Kateri Tekakwitha, a 17th century Native American woman, is a religious figure who’s known as the protector of ecology, nature, and the environment.
During Sunday morning Mass at a church in Rome, Tekakwitha was welcomed into the canon of saints after she was credited with saving the life of an 11-year-old boy who was infected with a bacterial disease.

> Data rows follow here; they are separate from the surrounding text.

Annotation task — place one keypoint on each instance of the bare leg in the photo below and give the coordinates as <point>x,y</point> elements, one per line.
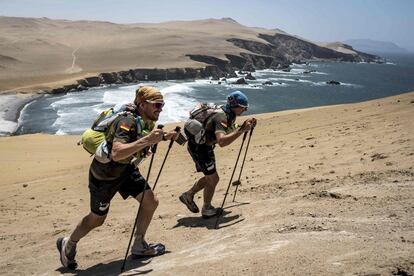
<point>198,186</point>
<point>149,205</point>
<point>210,186</point>
<point>88,223</point>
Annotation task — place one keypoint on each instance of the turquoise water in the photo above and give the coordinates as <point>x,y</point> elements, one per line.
<point>73,112</point>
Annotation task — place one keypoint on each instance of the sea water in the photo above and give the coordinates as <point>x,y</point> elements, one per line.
<point>72,113</point>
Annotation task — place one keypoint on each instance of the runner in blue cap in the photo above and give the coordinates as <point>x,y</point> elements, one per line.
<point>218,126</point>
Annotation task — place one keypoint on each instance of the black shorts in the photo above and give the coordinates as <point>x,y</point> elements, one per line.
<point>132,183</point>
<point>203,156</point>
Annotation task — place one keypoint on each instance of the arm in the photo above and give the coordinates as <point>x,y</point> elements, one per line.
<point>123,150</point>
<point>226,139</point>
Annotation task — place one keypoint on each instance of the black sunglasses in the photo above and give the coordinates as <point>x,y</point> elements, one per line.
<point>157,105</point>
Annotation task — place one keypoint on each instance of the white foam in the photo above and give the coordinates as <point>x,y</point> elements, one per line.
<point>177,102</point>
<point>6,127</point>
<point>60,132</point>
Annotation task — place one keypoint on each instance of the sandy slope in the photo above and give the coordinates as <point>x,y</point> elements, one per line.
<point>326,191</point>
<point>39,53</point>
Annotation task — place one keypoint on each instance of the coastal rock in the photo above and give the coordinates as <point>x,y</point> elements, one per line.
<point>248,67</point>
<point>240,81</point>
<point>308,71</point>
<point>82,82</point>
<point>250,77</point>
<point>70,87</point>
<point>231,75</point>
<point>108,78</point>
<point>333,82</point>
<point>93,81</point>
<point>58,90</point>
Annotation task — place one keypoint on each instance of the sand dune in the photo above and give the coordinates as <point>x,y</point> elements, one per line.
<point>40,53</point>
<point>325,191</point>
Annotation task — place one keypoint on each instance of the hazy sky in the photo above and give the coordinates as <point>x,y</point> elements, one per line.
<point>317,20</point>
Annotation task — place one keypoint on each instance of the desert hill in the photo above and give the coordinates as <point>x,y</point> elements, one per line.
<point>325,191</point>
<point>39,53</point>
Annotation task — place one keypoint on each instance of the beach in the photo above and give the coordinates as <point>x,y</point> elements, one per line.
<point>325,191</point>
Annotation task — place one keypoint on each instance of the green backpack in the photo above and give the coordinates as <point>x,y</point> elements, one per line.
<point>93,137</point>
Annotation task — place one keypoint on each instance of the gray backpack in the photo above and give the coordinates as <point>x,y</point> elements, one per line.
<point>195,125</point>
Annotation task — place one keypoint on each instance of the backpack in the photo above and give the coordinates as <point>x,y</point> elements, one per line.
<point>93,139</point>
<point>195,125</point>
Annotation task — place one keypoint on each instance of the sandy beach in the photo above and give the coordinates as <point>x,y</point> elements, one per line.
<point>325,191</point>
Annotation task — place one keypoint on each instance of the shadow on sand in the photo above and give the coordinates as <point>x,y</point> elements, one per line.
<point>210,222</point>
<point>113,268</point>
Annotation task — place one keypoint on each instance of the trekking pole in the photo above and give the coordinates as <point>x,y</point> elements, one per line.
<point>237,182</point>
<point>231,178</point>
<point>154,149</point>
<point>177,129</point>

“He was someone like Kateri who was of Native American ancestry and who also has facial disfigurement as she had; she had survived the small pox epidemic. There’s that correlation between the two but that’s all part of the process of canonization,” says Beth Lynch who’s the Museum Manager of National Kateri Tekakwitha Shrine in New York
Tekakwitha is the daughter of a Mohawk chief and an Algonquin Catholic and Lynch says the Native American woman led a life of poverty and charity, “[She] gave everything that she was and everything that she believed to Jesus Christ. She believed that she was spiritually wedded to him and she had the left the religion of her ancestors because she recognized a fuller truth and what the Jesuit missionaries, the Catholic missionaries, were teaching the Native Americans.”
A West Plymouth church is named after the religious figure and is currently going through the process of changing their name from Blessed Kateri Tekakwitha to Saint Kateri Tekakwitha.
Tekakwitha is the first Native American saint from North America.